Recent Posts
Topic: RE: Out of the ditch and Down to 198!!
Good job JoAnne! Getting the brain in the right gear can be so difficult at times!
Diona
Topic: RE: Out of the ditch and Down to 198!!
Good for you after all this hard work!! Congrats mostly on the renewed effort and enthusiasm -- its hard to recapture that. Now you know it can be done.
Carool
Topic: RE: OMG the Century Club Finally!!!!!!!!
That is wonderful news, Girl Ninja, and I am really identifying with you. After being stuck between 202 and 208 for six months (I was eating badly), I got back on the wagon and today I hit 198! Not only did I break the 200 pound barrier, but my total is 104 pounds since surgery! I hadn't heard of the Century Club before, but I get to join too!!! Let's both keep up the good work.
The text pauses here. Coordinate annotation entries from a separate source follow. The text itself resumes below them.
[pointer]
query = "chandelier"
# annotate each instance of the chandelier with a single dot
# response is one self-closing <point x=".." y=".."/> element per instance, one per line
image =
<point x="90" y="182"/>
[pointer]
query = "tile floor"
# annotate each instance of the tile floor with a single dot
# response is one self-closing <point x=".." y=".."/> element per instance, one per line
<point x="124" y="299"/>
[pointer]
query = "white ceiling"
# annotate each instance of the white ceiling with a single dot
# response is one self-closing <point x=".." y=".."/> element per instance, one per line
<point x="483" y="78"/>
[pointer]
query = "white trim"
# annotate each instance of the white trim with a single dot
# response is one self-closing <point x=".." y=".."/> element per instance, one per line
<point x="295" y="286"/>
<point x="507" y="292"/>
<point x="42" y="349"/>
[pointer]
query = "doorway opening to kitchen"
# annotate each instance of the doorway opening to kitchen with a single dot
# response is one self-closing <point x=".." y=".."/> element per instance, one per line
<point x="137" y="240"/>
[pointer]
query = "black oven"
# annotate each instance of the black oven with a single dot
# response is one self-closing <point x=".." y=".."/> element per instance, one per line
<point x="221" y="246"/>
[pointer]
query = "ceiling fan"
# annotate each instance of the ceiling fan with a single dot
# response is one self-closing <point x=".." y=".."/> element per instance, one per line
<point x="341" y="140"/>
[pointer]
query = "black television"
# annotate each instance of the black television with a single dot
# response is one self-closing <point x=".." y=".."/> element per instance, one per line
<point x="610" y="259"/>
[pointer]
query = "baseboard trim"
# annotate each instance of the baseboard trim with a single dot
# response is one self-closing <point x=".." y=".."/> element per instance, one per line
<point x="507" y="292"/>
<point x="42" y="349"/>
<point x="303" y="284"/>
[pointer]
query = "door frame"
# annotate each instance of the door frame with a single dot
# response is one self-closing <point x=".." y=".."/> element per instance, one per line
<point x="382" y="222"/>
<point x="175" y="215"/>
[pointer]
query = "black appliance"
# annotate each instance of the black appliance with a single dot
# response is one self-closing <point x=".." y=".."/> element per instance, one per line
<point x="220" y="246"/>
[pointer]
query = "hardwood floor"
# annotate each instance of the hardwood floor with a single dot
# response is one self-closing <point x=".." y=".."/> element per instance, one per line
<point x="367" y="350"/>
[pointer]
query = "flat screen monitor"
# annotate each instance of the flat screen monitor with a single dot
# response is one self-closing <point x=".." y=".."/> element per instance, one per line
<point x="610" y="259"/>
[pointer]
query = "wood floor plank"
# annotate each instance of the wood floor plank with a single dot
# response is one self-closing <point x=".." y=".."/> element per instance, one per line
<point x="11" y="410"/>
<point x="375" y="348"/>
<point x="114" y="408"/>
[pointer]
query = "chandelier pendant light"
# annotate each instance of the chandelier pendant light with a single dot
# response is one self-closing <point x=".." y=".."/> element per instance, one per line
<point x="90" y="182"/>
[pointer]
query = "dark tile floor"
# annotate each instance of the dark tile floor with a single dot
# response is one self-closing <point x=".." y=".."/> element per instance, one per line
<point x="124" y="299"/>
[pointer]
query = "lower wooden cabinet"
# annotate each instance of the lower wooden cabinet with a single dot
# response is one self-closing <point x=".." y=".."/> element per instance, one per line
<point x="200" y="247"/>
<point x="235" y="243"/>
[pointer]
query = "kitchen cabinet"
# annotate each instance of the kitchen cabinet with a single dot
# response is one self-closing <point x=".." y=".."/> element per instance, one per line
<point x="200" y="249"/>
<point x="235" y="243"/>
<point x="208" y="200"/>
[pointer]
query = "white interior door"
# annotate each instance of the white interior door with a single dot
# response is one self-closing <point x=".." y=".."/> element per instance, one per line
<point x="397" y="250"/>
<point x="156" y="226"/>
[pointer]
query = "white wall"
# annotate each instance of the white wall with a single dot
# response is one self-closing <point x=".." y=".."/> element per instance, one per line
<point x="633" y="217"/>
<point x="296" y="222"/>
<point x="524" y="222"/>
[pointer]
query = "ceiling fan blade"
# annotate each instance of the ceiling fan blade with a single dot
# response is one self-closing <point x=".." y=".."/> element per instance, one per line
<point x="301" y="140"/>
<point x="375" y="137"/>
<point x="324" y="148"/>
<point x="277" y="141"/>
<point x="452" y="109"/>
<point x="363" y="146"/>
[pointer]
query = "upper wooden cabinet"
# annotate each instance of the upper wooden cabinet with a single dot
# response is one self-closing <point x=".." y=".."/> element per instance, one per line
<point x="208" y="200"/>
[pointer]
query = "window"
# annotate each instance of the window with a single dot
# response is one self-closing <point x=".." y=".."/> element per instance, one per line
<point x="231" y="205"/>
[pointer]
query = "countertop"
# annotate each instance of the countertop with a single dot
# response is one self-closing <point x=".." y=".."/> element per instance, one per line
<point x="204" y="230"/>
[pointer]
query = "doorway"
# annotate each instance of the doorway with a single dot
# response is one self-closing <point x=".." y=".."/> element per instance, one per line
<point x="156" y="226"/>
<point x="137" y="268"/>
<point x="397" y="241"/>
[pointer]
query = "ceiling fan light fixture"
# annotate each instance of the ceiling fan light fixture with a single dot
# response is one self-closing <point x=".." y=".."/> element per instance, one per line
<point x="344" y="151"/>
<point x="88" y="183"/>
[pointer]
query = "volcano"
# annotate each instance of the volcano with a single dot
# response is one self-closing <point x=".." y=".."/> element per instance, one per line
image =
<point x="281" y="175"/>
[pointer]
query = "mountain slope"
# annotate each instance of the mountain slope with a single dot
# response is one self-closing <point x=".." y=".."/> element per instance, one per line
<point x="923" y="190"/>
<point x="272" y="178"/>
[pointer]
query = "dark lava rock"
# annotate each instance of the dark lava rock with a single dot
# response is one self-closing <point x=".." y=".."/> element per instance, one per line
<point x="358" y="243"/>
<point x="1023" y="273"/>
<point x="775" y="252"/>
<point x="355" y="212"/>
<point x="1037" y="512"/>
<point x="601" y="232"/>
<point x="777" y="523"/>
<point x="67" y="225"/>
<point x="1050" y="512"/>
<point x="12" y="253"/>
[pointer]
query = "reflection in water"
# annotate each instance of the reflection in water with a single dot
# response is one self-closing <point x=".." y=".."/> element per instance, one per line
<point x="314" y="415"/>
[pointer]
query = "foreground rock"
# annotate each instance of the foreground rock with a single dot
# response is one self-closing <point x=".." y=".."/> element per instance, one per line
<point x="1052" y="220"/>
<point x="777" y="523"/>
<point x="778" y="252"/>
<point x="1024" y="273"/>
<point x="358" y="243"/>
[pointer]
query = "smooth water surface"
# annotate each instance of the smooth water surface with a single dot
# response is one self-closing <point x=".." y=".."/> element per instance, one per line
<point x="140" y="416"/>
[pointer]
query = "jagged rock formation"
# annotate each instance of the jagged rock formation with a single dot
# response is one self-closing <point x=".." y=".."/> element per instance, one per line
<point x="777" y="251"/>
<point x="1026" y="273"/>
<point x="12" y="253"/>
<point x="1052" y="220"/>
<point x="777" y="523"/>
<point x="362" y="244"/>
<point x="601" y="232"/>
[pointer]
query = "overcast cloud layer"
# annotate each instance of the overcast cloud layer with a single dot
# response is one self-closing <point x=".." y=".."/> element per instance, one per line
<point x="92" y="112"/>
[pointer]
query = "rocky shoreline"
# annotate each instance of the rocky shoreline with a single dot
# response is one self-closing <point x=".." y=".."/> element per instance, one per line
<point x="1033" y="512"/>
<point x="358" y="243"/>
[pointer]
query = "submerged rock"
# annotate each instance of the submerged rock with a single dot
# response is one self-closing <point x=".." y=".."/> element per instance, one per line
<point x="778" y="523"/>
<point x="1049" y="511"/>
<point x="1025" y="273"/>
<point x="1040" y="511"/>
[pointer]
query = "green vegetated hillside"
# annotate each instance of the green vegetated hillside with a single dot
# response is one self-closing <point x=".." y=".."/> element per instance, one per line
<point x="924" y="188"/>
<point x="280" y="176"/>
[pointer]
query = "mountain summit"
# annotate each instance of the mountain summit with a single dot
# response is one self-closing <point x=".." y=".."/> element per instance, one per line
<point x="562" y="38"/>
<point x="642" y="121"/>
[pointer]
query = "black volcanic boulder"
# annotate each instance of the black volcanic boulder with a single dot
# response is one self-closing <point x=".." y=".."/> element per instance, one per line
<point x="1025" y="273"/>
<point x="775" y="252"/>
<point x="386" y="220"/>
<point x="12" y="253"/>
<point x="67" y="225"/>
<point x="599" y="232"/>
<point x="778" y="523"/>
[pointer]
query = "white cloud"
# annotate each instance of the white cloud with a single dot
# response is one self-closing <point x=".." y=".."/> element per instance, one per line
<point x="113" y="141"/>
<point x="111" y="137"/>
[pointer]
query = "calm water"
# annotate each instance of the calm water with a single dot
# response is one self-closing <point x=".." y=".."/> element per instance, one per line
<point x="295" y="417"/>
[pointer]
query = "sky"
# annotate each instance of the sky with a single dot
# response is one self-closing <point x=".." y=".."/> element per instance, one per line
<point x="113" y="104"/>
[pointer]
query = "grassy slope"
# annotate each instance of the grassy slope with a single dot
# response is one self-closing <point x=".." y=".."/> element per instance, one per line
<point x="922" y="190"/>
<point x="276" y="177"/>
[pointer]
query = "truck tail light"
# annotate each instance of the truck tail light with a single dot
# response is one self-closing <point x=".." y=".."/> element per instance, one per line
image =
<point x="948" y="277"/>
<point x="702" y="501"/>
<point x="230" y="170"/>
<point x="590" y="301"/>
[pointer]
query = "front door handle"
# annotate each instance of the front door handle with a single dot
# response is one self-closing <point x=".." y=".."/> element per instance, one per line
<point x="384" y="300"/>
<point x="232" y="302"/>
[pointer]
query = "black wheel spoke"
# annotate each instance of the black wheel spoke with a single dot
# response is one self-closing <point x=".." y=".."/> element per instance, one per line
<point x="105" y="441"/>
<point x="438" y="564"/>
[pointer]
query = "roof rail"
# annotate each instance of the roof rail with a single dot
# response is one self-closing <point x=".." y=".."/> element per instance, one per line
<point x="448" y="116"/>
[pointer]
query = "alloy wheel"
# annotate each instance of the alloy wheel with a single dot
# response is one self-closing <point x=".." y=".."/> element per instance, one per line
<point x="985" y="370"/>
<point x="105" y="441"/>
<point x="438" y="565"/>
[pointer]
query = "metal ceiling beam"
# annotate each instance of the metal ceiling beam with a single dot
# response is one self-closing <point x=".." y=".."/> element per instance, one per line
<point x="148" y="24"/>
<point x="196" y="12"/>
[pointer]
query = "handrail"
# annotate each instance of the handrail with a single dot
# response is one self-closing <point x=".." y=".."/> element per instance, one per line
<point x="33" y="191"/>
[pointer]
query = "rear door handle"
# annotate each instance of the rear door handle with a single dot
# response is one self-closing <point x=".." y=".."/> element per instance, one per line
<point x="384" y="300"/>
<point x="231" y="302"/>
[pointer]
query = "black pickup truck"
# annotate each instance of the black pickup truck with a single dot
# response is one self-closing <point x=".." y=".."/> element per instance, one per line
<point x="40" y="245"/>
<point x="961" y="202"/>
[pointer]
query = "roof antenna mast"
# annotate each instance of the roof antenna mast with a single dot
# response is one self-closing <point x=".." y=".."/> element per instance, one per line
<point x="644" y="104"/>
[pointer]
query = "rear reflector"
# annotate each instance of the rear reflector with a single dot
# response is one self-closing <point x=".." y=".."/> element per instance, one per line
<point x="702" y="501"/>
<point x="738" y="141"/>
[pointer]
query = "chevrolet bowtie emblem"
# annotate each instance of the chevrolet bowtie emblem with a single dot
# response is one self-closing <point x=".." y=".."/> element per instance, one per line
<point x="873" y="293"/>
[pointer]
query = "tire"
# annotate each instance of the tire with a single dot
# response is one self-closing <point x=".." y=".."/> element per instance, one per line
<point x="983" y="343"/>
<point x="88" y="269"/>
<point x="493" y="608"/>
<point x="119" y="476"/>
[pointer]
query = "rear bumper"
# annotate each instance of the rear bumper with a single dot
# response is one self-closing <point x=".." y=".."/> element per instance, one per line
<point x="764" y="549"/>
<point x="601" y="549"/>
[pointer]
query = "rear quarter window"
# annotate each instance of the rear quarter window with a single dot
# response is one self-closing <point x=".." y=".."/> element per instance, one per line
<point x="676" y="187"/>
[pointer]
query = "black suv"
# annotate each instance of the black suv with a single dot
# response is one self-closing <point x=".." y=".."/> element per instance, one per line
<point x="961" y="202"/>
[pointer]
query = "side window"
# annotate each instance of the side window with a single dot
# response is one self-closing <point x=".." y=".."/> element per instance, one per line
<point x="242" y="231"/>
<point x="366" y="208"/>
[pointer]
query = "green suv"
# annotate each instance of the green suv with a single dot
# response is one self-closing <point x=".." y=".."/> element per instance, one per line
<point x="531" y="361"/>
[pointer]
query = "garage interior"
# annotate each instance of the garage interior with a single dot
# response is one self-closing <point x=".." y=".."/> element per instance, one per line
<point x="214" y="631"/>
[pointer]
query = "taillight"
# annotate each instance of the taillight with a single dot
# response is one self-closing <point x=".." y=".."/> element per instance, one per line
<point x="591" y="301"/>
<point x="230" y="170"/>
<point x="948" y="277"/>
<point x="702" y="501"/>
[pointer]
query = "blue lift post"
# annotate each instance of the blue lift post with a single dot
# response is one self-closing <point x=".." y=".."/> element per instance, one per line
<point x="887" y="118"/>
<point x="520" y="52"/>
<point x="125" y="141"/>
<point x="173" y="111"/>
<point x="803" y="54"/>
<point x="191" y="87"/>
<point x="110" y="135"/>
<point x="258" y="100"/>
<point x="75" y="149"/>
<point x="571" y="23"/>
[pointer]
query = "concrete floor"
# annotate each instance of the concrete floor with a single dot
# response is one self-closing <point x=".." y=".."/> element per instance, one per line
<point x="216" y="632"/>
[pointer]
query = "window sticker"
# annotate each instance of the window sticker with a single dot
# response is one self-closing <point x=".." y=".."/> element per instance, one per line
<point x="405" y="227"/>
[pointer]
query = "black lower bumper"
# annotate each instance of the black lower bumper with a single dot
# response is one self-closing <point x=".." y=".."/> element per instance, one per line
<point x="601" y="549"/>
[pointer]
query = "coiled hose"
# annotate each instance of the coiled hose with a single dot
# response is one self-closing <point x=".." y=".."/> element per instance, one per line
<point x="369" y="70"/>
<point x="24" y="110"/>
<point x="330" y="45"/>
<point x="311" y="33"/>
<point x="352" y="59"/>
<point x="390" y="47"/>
Topic: Out of the ditch and Down to 198!!
YAY! This is Day 5 and I am out of the ditch and celebrating! In spite of being on an emotional roller coaster the last 48 hours because of a crisis in my daughter's family, I have stayed on my food plan. As a result, besides feeling much better about myself, I have finally broken the 200 pound barrier. This is after spending six months at 202 to 208. Please join me in a big WOO-HOO!
Topic: Day 4- Rough Day
This was "Climbing Out of that Ditch" Day 4, and it was a challenge. One of my married children has a real crisis going on in her family, and she called me several times for advice and support. Unfortunately, the crisis is one that pushes buttons for me from my childhood, so the emotions were tough to handle. I managed, though, and stayed on my food plan. I'm feeling grateful that the day is over and that I can retreat to the safety of my bed for about seven hours. Hopefully tomorrow will be a bit easier. Back tomorrow...
Topic: RE: Climbing out of that ditch DAY 2
JoAnne
My hat is off to you. I need to be right with you. I have not gained any weight but I have slowed down my weight loss big time. I have only loss 1 pound since 12/20/06. I hate exercise and I can eat just about everything. I feel so guilty right now. I know what it feels like to be addicted to something and have a lose of control. Sugar was my down fall and I wish that I had never tried it again.
I think that I am going to take your idea and go back to the basics. Protein drinks and mush here I come.
Pray for me and I'll pray for you.
Yolanda
Topic: Climbing out of that ditch DAY 2
I said I'd post daily for awhile, so here I am. I have two days back on my food plan, off the sugar--and I have a killer headache-- but I am joyous! Two days sounds like nothing in the "real" world, but if you've ever been in relapse, you know what a precious gift 48 hours on the right track is. I'm doing pureed foods, which was suggested at the support group meeting I attended in December. It feels a whole lot like starting over at the beginning, which is a good thing. I was afraid I'd be ravenous, but 1/2 to 3/4 cups of food is satisfying. I'm keeping a food diary and writing in my journal too--two things I have resisted big time until now. I guess I had to get sick and tired of being sick and tired. Thanks for listening. I'll be back...
Topic: RE: WOW moment
IT was easy to give up the catalogs. What I am having a problem with is in the stores. I hold something up and say this is way too small. With my bone problem I never try any thing on in the store. I am so amazed when I get home and some things are still too big. It took forever to stop picking up 14s. I used to pick them up and say some day. Now I have to stop going in the Womens section. I feel lost in the Misses.
Topic: RE: ALL THIS ATTENTION - Are You Tired Of It Yet ????
Until last night I thought every one was happy for me. A person that saw me when I first started saw me for the first time since around May. They were so quiet I just thought maybe they didn't feel well. Well another person whispered in my ear "so and so is pissed because you lost so much weight" That took me aback. I guess you never really know who a true/real friend is. I would have never thought this of this person.